Hi
I’m making an endless runner and for the sections(tiles or…) that spawn back to back, I’m using box collider to pool the next section and it works fine.
Except when I increase the speed there appears a gap between sections, and even sometimes the gaps are not the same.
You’re not precise enough with your position calculation, somehow a drift or offset gets into it and creates the gaps.
It’s not clear from your code, is the SectionSpawner game object moving? How do you calculate spawnOffset?
Try to manually calculate the proper offsets and confirm there’s no gaps if you place the pieces manually in the editor, then compare them to the value calculated in your script.
The sections that spawn are the ones moving towards the camera(player)
And I calculated the spawnOffset by moving the section until no more gaps were there and then adding that value to the offset
Which works fine but as I increase the speed it gets buggy
That doesn’t explain much. You’ll have to post more code to show exactly how the position of the pieces is calculated.
One possible explanation is that you’re not taking the actual position of the last piece into account. Whenever FixedUpdate runs, the pieces will be mid-movement and not align nicely with the player. When speed is low, the random offset will be small but it’ll get bigger with increased speed. You need to apply the offset not to a fixed position but to the position of the last piece.

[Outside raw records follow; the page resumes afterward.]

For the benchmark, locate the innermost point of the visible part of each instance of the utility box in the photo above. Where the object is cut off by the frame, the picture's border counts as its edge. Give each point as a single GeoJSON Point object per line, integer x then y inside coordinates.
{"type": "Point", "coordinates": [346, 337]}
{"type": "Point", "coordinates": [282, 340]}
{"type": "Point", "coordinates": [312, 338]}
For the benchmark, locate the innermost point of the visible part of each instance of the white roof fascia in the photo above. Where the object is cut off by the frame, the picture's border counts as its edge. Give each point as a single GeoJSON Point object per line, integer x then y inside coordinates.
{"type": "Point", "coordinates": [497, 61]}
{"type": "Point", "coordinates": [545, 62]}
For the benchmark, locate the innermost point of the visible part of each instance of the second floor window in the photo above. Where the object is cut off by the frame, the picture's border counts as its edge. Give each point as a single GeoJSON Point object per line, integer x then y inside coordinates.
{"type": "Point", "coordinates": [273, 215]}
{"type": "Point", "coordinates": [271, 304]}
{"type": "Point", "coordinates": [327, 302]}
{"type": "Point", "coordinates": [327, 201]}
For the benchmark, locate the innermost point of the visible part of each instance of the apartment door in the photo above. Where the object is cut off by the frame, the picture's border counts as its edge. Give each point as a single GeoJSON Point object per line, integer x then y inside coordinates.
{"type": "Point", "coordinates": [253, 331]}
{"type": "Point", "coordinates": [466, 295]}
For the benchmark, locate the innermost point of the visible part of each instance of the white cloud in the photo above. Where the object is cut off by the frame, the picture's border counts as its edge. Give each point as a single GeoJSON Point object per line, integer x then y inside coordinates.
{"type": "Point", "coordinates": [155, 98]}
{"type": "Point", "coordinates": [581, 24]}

There isn’t actually much code to it
I measured it manually
The section has a box collider which triggers a spawn
and the offset that I manually insert spawns the section with the offset towards the z axis
and everytime the player passes the collider on the section it spawns the next one
Maybe it’s something about collider on trigger not responding fast enough?
I’m new to programming so I don’t know what works best
This is the code that moves the sections maybe this is wrong idk
also I use an object pooler script from Brackeys maybe that could be it
using UnityEngine;
public class SectionMove : MonoBehaviour
{
// Speed at which the object will move
public float speed = 5f;
void Update()
{
// Move the object negatively along the Z-axis
transform.Translate(Vector3.back * speed * Time.deltaTime);
}
}
So I assume SectionSpawner is stationery with the camera and doesn’t move?
And you enter spawnOffset manually and it’s the same for all sections?
Which would confirm what I explained before: Collisions aren’t exact, the physics engine updates at a fixed interval and there will be a varying amount of overlap between colliders. Basically from almost no overlap to however much the two colliders moved in relation to each other in that frame, how much exactly is practically random. And the faster the two colliders move relative to each other, the bigger the potential overlap will be.
What you need to do, is to not spawn the new sections based on the non-moving position of the SectionSpawner. Instead use the position of the last spawned section, and apply the offset to that. By making the new section’s position relative to the last, its exact position when the trigger fires doesn’t matter anymore.
Thank you this makes a lot of sense
How would I approach this
I mean how do I use the position of the last spawned section
As I said I’m a beginner that’s why I ask
Also yes the SectionSpawner and the camera are stationary
The SpawnFromPool method should return the spawned section, keep a reference to it in the spawner, e.g. lastSection.
The first time, lastSection will be null, so position the first section based on the spawner position like you’re doing now. But for subsequent sections, use lastSection.transform instead of transform (the spawner’s transform) to calculate the position.